番外編 風来る



「これも?」
「いえ、それは僕からです。侍女たちが自分たちのために、余り物で茶菓子をこっそり作っているようでして、それを少し失敬しました。日持ちしますので、皆さんでどうぞ」
「……王様の側近にしとくにゃ、勿体ないくらいの気遣いだなあ……」
 にしても、とバーンは笑う。
「そういうことが出来るくらいには、ここも随分穏やかになったってことか」
「陛下がご帰還なされてから、家臣の腐敗を一掃しましたからね。お陰で人手も随分と少なくなってしまいましたが。正式なご客人として、アスラード様共々、いずれは安心してお越し頂けるよう僕も頑張ります」
「期待してるよ」
 そう言い、バーンは手を挙げて辞去を告げた。しばらく歩いて後、振り返ってみると一礼したラバルドが裏門を閉めるところで、バーンの姿を認めてもう一度礼をする。嫌味も無理もない礼儀正しさは、バーンにも心地よいものだった。土産も、土産話もしっかり懐に抱き、裏門からの道に繋いでおいた馬に跨って腹を蹴る。
 馬を駆ったバーンは来た道を帰りつつ、どうせだからとグラミリオンの海を一望出来る方向を選択する。今、住んでいる場所からここまでは、一日かけて往復するには無理のある距離だった。どうせどこかに宿を見つける必要があるのだ。来たついでに新たな情報を仕入れるのもいいだろう。
 相変わらずのどんよりとした空を頭上に頂きながら、リファムを出て、グラミリオンと多民族国家の国境近くの道を取る。往来の多かった道は段々と人の数が少なくなり、潮の匂いが微かに漂い始めた頃にはその道を行くのはバーン一人であった。元は多民族国家とグラミリオンを繋ぐ街道の一つだったが、大きな街道が内陸に新たに作られたため、途中、崖道となるこちらの道を行く者は少ない。お陰で旅人や商人狙いの山賊たちもその為に仕事場を変え、狙われる心配もなかった。

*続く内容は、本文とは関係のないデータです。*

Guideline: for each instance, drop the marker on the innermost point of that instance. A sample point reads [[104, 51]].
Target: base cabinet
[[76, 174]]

 馬の蹄の音をのんびりと聞きつつ、微かな轍が残る道を進むと、前方で視界が開けた。
 すると、崖道となったそこには青空が広がっており、妙に重苦しかった風も涼しく心地よい。海は空の色を映しこんで青く輝くが、白波が風の強さを物語っていた。
 とりあえずは雨の心配はなさそうだ、とバーンは安堵の息を吐き、海の彼方を眺めやる。どうやらこちらを覆っていた雲は海の方へと流れ去ったらしい。遥か彼方で暗い雲が海に影を落とし、けぶった風景から察するに激しい雨を降らせているのだろう。
 その更に向こうには、ネドファリアがある。
──さて、どう転ぶものか。
 国同士の戦争に進んで関わりたいとは思わない。ただ、今ある穏やかな生活を奪うものに対しては抵抗する。そのためには流れを読み、しかしながら出来る限り戦闘を避ける必要があった。
 アスには過去、『時の神子』として顕現した時の立場に、そしてライには異能の力に利用価値がある。それらは国が乱れれば乱れるほど、絶対的な力として求められるものだ。
 友人として、それを見過ごすことはバーンには無理な話だった。
──求められて傷つき、泣く姿を見てしまっては。
 バーンは手綱を持つ手をおろし、大人しく命令を待つ馬の上で片膝を立て、その上に腕と顎を乗せて海を眺める。
「結構、難儀な性格してるよなあオレも」
 そうぽつりと言葉を落とした時、海の彼方、豪雨でけぶる風景に小さな船の姿を認めて顔を上げた。ここからでは小さく見えるものの、近くに寄ればかなり大きい船であることは間違いない。雨に立ち往生しているというよりは、立ち止まって雨をやり過ごしているように見えた。あの辺りにいるとなると商船の類だろうが、それにしても随分と大きい。
 こちらに向かっているのか、それともどこか別の地を目指しているのか。
 バーンは上げた顔を腕の上に戻し、困ったように笑って呟いた。
「……風来るってやつかね」
 暗雲はしばらく雨を降らせた後、少しばかり雲の厚さを薄くしながら、また海の彼方へと流れていく。その雨をやり過ごした小さな船影はしずしずと、波間を滑るようにこちらへと進んできた。
 そのどちらも、いずれ来るかもしれない現実からの使者に見える。
 バーンはしばらくの間、海風にあおられるまま、その場で二つの使者を見守り続けた。